Adaptive momentum equation method for overcoming singularities of dispersed phases

The singularity issue arising from the phase fraction approaching zero in multiphase flow can significantly intensify the solution difficulty and lead to nonphysical results. By employing the conservative form of momentum equations in high-phase-fraction and discontinuity regions and the phase-intensive form of momentum equations in low-phase-fraction regions, computational reliability can be assured while avoiding the singularity issue. Regarding the proposed adaptive momentum equation method, the form of momentum equations for each cell is determined by a conversion bound and a phase fraction discontinuity detector. A comparative analysis is conducted on this method and other singularity-free methods.
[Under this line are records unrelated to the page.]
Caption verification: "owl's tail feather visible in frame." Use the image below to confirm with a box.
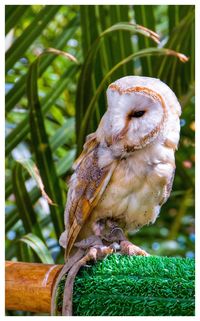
[51,249,85,316]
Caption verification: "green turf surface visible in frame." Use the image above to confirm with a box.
[57,254,195,316]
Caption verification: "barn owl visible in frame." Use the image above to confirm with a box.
[51,76,181,315]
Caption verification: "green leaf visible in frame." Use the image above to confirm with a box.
[134,5,156,77]
[78,48,187,152]
[13,163,43,238]
[5,66,79,156]
[20,233,54,264]
[5,5,30,35]
[6,17,78,113]
[5,6,61,73]
[27,49,76,238]
[76,23,158,147]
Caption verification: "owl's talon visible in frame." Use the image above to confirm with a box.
[120,241,149,256]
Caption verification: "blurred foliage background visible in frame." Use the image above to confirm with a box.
[5,5,195,276]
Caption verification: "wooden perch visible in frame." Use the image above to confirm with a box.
[5,262,62,313]
[6,254,195,316]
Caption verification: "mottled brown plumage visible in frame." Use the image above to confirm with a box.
[50,76,181,315]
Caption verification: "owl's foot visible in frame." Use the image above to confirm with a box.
[62,246,113,316]
[120,240,150,256]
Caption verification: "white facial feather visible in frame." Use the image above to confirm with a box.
[61,76,181,252]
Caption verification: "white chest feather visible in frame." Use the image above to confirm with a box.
[93,141,174,230]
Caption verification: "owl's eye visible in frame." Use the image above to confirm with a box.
[129,110,145,118]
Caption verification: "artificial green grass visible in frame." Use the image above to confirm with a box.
[57,254,195,316]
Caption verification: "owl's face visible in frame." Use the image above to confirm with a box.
[99,76,180,150]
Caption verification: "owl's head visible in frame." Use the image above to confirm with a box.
[98,76,181,151]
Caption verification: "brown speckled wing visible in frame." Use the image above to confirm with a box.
[63,139,116,258]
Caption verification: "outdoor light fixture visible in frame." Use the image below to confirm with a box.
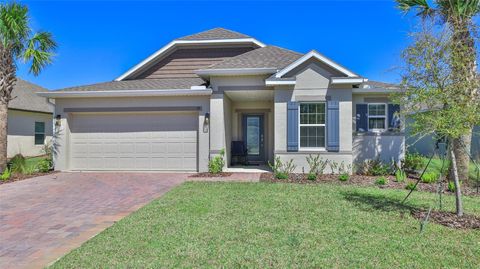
[55,114,62,127]
[203,112,210,133]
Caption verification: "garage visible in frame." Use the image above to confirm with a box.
[69,112,198,171]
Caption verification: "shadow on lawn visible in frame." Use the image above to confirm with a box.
[341,191,417,213]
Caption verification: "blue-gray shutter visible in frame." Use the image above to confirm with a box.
[356,104,368,132]
[327,101,340,151]
[388,104,400,128]
[287,102,298,151]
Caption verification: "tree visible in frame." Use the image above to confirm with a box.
[396,0,480,185]
[0,2,57,171]
[396,21,480,216]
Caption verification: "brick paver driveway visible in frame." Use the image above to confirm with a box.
[0,173,187,268]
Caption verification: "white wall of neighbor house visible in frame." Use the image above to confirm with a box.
[7,109,53,158]
[54,96,211,172]
[274,61,352,172]
[352,94,405,164]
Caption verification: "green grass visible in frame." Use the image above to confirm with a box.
[421,157,477,180]
[53,182,480,268]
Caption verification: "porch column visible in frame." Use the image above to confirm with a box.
[210,93,228,163]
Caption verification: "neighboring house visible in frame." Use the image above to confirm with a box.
[7,78,54,158]
[42,28,404,171]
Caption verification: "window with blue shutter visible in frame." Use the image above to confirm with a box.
[388,104,400,129]
[287,102,298,151]
[327,101,340,151]
[355,104,368,132]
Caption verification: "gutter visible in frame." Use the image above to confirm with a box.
[37,89,212,98]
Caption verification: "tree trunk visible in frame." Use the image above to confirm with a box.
[0,46,17,172]
[449,130,472,182]
[0,102,8,172]
[450,142,463,217]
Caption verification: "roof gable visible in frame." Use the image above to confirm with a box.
[177,27,251,40]
[275,50,359,78]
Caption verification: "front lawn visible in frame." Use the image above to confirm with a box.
[53,182,480,268]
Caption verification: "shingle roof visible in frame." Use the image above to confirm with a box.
[363,80,399,88]
[205,46,302,69]
[8,78,53,113]
[177,28,250,40]
[54,78,205,91]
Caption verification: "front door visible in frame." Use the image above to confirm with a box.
[243,115,265,163]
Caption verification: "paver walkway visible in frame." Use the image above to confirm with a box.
[0,173,188,269]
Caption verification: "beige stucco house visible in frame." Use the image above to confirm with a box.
[41,28,404,171]
[7,79,54,158]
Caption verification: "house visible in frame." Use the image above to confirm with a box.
[7,78,54,158]
[41,28,404,171]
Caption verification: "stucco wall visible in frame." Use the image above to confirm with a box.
[54,96,211,171]
[274,59,352,172]
[7,109,53,158]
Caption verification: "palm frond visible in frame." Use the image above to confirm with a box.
[395,0,436,18]
[23,32,57,76]
[0,2,30,56]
For discontinuities of dispersed phases, an error estimation method of the conversion bound is presented through theoretical analysis. Computational results demonstrate that the discontinuity detector accurately captures discontinuities in high-phase-fraction regions while disregarding pseudo-discontinuities in low-phase-fraction regions. Compared to the conservative form corrected by the terminal velocity method, the method yields higher-quality flow fields and potentially exhibits an efficiency improvement of over 10 times. Compared to the phase-intensive form, the method benefits from the physical quantity conservation, providing higher computational reliability. When encountering discontinuities, the expected error from the error estimation method aligns well with the actual error, indicating its effectiveness. When the conversion bound is below 1/10 000 of the inlet phase fraction, the errors of the adaptive method are essentially negligible.